Margherita, nel frattempo, continua a raccontare. Una storia fatta non solo di misteri, scomparse e omicidi, ma anche, e soprattutto, di guerra e sopravvivenza.

«Vicino alla stalla – ricorda – i titini avevano costruito anche una galleria. Non so se esiste ancora, o hanno coperto con la terra. Vi infilavano di tutto: armi, munizioni, ma anche cibo e bevande che rubavano dai ricchi. Era profonda una decina di metri. Rastrellavano tutto dai paesi vicini, da Corno di Rosazzo a San Giovanni al Natisone.
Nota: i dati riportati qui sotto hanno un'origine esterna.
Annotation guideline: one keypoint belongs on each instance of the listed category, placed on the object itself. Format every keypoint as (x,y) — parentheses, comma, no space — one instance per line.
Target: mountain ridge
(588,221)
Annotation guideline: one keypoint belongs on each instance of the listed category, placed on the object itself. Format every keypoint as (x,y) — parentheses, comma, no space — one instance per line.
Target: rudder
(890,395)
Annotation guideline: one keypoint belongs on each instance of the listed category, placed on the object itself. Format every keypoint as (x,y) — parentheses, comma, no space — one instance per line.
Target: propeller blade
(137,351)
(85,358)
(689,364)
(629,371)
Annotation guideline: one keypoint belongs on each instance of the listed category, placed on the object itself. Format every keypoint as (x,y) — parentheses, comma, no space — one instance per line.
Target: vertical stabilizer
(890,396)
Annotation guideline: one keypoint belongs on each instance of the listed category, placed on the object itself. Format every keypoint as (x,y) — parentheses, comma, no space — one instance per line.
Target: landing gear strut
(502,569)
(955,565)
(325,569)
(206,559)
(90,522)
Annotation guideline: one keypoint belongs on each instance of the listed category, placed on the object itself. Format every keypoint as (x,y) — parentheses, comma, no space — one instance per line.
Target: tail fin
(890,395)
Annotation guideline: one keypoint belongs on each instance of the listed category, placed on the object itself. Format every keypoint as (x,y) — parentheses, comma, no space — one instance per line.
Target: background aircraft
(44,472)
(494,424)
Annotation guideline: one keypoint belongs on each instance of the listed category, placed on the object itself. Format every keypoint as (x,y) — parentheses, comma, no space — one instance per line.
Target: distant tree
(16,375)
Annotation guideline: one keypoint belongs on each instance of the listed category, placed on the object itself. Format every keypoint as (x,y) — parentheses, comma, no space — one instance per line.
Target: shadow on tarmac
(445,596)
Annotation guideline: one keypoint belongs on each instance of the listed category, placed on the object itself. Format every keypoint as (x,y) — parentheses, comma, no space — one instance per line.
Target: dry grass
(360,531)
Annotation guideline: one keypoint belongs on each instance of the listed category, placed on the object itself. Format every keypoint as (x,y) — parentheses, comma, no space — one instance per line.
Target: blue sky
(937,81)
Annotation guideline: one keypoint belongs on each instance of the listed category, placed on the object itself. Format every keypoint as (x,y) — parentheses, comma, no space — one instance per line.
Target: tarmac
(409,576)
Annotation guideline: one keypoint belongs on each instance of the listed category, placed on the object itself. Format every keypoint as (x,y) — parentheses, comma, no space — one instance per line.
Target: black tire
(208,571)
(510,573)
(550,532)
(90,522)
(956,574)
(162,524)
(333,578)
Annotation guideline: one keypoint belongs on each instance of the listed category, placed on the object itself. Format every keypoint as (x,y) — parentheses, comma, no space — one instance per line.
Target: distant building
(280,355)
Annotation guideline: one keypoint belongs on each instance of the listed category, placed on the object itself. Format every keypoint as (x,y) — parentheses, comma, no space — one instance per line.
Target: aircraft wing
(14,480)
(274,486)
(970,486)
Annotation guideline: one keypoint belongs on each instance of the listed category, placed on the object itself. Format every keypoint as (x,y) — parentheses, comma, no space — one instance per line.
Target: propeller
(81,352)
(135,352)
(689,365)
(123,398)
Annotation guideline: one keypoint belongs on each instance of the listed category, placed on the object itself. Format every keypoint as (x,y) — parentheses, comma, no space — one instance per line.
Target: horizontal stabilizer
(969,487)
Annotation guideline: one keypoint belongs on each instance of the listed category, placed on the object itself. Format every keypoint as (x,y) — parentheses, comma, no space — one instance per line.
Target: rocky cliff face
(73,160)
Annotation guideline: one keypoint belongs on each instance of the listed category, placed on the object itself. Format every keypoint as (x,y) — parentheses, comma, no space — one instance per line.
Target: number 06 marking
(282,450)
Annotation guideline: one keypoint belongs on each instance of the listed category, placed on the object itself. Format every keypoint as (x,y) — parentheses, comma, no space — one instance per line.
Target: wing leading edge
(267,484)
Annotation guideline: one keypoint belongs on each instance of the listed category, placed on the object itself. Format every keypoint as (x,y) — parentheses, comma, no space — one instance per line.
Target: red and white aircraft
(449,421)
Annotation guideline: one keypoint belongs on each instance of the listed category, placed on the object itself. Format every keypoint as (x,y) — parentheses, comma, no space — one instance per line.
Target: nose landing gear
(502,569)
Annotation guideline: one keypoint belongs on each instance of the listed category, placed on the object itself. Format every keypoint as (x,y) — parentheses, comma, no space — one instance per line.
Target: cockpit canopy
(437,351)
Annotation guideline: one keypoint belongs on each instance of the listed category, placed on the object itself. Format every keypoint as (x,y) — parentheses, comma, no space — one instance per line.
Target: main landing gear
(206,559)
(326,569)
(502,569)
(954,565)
Si erano impadroniti della nostra casa perchè così dall’alto potevano controllare la zona. Loro mangiavano intorno al fuoco acceso, noi eravamo in disparte al freddo».

Poco distanti, secondo quanto aggiunge Margherita, c’erano i tedeschi.

«Un giorno i tedeschi arrivarono nella casa di mio zio, poco sotto la stalla, con un cane. Annusava dappertutto per cercare le persone in casa. In quattro erano nascosti nel’armadio. Fortunatamente, il cane era più preso dalle galline che a cercare gli uomini. E si salvarono. Non so come ho fatto a sopportare quei tempi. Mi sento una sopravvissuta».

«E poi anche a Spessa ho sentito di altre persone uccise a colpi di martello. La gente del paese me ne ha parlato. Ma non ho mai visto con i miei occhi morire tranne quei quattro poveri disgraziati davanti a casa mia».

«Ormai sono passati 70 anni – conclude “nonna Nina” – È passato troppo tempo. Molti dei testimoni non ci sono più. Il Bosco Romagno è stato “ripulito”. Ed è scomparsa anche la memoria di chi perse la vita in quei posti».